In spite of many types of cells of different groups of organisms, E. coli has been most successfully used because (i) it is easy to handle, (ii) it doubles its cell number in each 20 minutes, (iii) the rDNA also reproduce along with doubling of bacteria, (iv) within hours thousands of bacteria cells and that much number of foreign genes are produced and is recombinant proteins are expressed. The proteins are isolated and purified from the cells.
In addition, for expression of eukaryotic gene the eukaryotic hosts like yeast cells are exploited. Like E. coli, yeasts also have several advantages such as (i) easy to grow and manipulate, (ii) simplest unicellular eukaryote, (iii) well characterised, (iv) requirement of no complex medium, etc., and (v) their multiplication in laboratory in a small vessel or a large sized fermentor.
The eukaryotic foreign gene requires eukaryoteic cell for its expression because (i) the eukaryotic host cell contains splicing enzymes for removal of introns but not the prokaryotic cells, (ii) the enzyme system of the eukaryotic host facilitates the proper folding of protein into 3D structure and their modification (addition of methyl group to protein, etc.).
The cultured plant and animal cells or their whole body is used for introduction of foreign gene. Following these strategies many plant and animals have been genetically modified and transgenic plants and animals have been produced.
6. Construction of Recombinant DNA Molecules :
The strategy of making recombinant DNA has earlier been discussed in Section 1. Its first step is to isolate or procure foreign DNA of desired function and efficient cloning vector. The DNA to be cloned and cloning vectors contain recognition sites for the cleavage by restriction endonucleases.

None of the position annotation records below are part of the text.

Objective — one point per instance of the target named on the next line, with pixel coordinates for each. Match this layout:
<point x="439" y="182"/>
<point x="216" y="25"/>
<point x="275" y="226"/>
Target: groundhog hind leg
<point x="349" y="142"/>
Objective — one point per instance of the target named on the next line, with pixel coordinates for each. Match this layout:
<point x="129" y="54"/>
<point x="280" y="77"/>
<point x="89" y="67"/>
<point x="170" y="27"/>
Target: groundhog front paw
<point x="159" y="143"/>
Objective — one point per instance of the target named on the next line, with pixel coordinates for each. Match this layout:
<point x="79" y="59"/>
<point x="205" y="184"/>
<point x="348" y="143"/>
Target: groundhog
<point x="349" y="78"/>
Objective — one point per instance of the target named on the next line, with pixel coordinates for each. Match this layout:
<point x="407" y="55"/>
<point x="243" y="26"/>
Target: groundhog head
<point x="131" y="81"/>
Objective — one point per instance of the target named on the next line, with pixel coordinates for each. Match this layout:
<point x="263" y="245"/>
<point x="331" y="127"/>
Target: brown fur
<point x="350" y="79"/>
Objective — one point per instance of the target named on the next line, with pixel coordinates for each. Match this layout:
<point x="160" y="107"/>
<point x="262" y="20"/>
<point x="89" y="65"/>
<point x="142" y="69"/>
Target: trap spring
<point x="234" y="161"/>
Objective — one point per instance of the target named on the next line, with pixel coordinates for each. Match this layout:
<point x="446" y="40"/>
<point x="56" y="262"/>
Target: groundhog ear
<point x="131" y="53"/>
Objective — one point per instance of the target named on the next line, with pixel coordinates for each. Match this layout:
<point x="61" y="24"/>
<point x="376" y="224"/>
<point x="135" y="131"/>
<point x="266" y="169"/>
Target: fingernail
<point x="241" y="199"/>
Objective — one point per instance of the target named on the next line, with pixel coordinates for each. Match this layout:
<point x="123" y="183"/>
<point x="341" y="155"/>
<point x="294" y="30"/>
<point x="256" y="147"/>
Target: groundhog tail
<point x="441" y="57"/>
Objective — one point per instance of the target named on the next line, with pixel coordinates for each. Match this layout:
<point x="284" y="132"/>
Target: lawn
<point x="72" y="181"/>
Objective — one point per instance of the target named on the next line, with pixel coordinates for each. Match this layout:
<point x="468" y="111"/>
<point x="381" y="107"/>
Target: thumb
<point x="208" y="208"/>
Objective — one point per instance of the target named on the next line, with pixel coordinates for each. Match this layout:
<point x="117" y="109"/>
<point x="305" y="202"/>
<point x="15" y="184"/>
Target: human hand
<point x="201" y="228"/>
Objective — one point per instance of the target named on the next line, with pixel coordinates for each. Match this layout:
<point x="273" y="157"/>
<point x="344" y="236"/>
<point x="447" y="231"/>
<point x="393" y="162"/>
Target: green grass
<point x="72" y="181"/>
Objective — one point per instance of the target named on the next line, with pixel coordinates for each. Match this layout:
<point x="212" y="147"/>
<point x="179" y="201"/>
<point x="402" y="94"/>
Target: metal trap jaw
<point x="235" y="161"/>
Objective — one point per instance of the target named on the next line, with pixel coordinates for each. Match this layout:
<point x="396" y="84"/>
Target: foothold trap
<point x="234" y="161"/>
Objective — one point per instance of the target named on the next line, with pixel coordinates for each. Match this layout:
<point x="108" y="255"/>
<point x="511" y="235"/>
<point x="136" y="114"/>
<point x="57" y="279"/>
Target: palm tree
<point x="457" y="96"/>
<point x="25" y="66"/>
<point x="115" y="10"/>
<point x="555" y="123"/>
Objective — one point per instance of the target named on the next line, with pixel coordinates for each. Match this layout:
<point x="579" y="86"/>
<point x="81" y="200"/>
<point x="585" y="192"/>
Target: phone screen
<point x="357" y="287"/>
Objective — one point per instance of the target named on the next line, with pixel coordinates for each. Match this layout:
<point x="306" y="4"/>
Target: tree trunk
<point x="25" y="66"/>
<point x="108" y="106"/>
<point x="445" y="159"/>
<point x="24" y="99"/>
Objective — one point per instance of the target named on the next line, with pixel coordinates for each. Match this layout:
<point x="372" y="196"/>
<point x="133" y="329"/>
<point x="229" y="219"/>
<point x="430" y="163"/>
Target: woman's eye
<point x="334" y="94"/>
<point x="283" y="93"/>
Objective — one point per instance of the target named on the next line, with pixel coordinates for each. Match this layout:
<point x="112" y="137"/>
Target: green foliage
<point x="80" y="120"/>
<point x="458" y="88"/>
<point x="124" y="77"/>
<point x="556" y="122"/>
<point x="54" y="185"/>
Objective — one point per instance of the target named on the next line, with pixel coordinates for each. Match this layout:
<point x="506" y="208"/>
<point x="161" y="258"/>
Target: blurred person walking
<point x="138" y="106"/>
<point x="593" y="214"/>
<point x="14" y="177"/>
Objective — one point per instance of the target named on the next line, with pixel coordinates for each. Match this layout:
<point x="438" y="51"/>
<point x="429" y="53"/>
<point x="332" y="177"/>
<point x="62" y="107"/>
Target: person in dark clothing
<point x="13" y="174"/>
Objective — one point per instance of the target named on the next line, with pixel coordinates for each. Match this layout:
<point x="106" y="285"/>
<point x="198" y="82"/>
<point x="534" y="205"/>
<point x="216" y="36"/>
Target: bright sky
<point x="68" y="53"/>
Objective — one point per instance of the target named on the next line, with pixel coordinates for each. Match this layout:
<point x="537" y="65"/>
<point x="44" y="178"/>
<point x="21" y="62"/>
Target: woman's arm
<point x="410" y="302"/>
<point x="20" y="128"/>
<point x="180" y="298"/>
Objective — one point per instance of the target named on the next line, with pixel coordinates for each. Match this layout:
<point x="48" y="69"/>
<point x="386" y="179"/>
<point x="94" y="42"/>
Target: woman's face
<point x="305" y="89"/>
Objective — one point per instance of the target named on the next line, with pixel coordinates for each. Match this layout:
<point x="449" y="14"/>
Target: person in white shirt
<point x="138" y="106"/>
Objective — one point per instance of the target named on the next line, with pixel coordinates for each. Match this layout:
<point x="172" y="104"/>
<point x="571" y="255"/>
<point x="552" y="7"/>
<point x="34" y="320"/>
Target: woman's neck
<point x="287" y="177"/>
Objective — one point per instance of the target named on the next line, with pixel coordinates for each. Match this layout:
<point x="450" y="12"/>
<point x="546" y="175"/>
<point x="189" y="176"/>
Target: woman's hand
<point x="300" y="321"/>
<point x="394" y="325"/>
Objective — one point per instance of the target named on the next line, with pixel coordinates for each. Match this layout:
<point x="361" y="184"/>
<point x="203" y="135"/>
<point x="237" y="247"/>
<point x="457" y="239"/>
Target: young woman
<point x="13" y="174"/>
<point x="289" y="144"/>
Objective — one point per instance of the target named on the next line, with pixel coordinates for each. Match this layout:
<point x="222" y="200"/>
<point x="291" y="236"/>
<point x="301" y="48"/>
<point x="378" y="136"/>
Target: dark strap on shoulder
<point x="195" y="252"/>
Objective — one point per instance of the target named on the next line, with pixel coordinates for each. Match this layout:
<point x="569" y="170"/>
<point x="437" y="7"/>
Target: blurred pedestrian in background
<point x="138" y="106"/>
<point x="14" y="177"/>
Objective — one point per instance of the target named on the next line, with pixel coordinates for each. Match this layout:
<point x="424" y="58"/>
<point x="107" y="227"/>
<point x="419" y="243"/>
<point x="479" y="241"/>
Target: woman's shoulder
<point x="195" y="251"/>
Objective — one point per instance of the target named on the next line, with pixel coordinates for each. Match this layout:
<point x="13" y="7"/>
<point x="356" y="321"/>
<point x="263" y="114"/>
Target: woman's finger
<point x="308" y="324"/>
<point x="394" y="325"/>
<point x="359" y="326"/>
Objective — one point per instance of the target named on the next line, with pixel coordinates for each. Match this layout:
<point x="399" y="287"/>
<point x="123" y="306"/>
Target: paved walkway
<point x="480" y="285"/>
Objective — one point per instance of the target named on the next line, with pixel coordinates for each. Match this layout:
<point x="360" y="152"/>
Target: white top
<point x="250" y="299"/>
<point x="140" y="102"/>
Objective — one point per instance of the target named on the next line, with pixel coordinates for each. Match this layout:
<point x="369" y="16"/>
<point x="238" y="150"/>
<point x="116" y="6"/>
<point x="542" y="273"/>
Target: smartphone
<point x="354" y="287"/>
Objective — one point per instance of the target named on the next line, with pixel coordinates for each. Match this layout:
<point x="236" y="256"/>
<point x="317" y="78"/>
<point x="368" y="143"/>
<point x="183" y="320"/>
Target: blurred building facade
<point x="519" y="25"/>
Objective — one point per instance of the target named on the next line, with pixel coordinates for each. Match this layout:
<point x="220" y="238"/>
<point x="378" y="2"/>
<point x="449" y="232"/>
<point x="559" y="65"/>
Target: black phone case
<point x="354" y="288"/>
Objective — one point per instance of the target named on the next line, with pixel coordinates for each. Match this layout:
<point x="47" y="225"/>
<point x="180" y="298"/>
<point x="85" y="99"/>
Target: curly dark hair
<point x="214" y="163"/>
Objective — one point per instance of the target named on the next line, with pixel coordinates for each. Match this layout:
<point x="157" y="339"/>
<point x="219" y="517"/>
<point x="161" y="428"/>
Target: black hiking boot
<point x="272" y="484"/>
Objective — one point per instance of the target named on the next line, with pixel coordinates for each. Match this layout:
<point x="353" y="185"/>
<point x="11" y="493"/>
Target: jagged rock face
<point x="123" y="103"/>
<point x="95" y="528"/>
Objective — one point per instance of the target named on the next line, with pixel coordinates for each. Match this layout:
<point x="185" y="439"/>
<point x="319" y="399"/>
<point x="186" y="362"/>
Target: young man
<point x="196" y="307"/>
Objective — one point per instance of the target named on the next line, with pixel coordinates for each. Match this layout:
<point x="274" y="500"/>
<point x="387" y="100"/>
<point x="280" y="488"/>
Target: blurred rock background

These two types of DNA molecules are separately digested with the same restriction enzyme so as to generate sticky ends. The sticky ends of foreign DNA and that of plasmid vector are mixed and incubated in the presence of DNA ligase. Consequently, hydrogen bonds are formed between complementary nucleotides.
DNA ligase forms phosphodiester bonds between two sticky ends of target DNA and vector DNA. This results in formation of covalently joined recombinant DNA (rDNA). There is another possibility of combining sticky ends and being circularised plasmid vector without insertion of target DNA. This is called non-recombinant DNA.
If the digested vector is treated with alkaline phosphatase or other restriction enzymes, the phosphate group is removed. Therefore, there remains less possibility for self-ligation of cloning vector.